Tax Distribution Tables don't Account for Income Mobility
February 25, 2004
Tax "distribution tables" allegedly show how each income group will benefit from a potential reduction in taxes. However, such tables are often incomplete, unreliable and intentionally deceptive, concludes a study from Congress' Joint Economic Committeesays.
The problem with distribution tables is that they are only a snapshot in time and thus do not show how an individual's tax burden will change over his lifetime.
According to new data released by the Council of Economic Advisers, over a 10-year period there is a significant amount of income mobility -- the extent to which individuals move between income groups over the course of their lives. Between 1987 and 1996, for instance:
- Some (66 percent) of taxpayers exited the bottom tax bracket, with 9.3 percent moving up 3 or more tax brackets.

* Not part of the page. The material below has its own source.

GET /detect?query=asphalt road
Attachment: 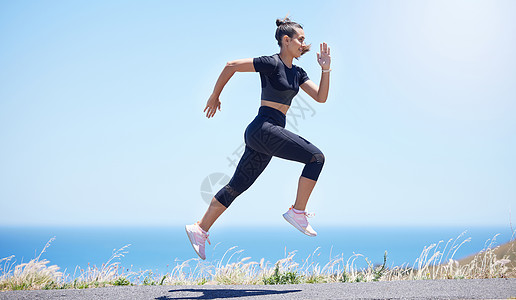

- Meanwhile, 50.9 percent of taxpayers fell out of the top bracket, with 23.1 percent moving down 3 or more tax brackets.
- Overall, 53 percent of taxpayers found themselves in a different tax bracket over the 10-year period.
Income mobility is rarely taken into account in assessing tax proposals. This means that it is misleading when distributional analyses find that higher income groups will receive a larger portion of tax cut benefits over a 10 year period, because the majority of people in one income tax bracket at the beginning of the period will be in a different bracket by the decade's end.